Gambian President Adama Barrow said he will favor the extradition of his predecessor, Yahya Jammeh, if a commission of inquiry into human-rights abuses during the former ruler’s 22-year reign recommends that he stands trial.
Jammeh’s two-decade rule of the tiny West African nation came to an end in January last year after Senegalese troops and Nigerian fighter jets were sent to the capital, Banjul, to enforce the outcome of Barrow’s election victory the month before.
The country’s parliament passed a law in December to establish a Truth, Reconciliation and Reparations Commission to probe state crimes committed during Jammeh’s reign, which was characterized by a violent clampdown on dissent and opposition parties and pledges to kill homosexuals.
“I stand for justice for all crimes committed against the population.
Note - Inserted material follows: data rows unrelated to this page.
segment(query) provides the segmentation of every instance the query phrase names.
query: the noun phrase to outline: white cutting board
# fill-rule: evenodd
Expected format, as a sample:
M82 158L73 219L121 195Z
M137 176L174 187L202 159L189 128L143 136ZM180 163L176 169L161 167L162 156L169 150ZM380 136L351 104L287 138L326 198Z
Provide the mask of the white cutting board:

No one is above the law,” Barrow said in an interview in Banjul on Wednesday.
If the commission recommends a trial then Jammeh “will face the full force of the law.”
In July, Barrow initiated a separate commission of inquiry to identify Jammeh’s assets and probe whether they were legally acquired.
Jammeh, 52, who’s now in Equatorial Guinea, was sanctioned last month by the U.S for alleged human-rights abuses and corruption during his reign. Gambia doesn’t have an extradition treaty with Equatorial Guinea.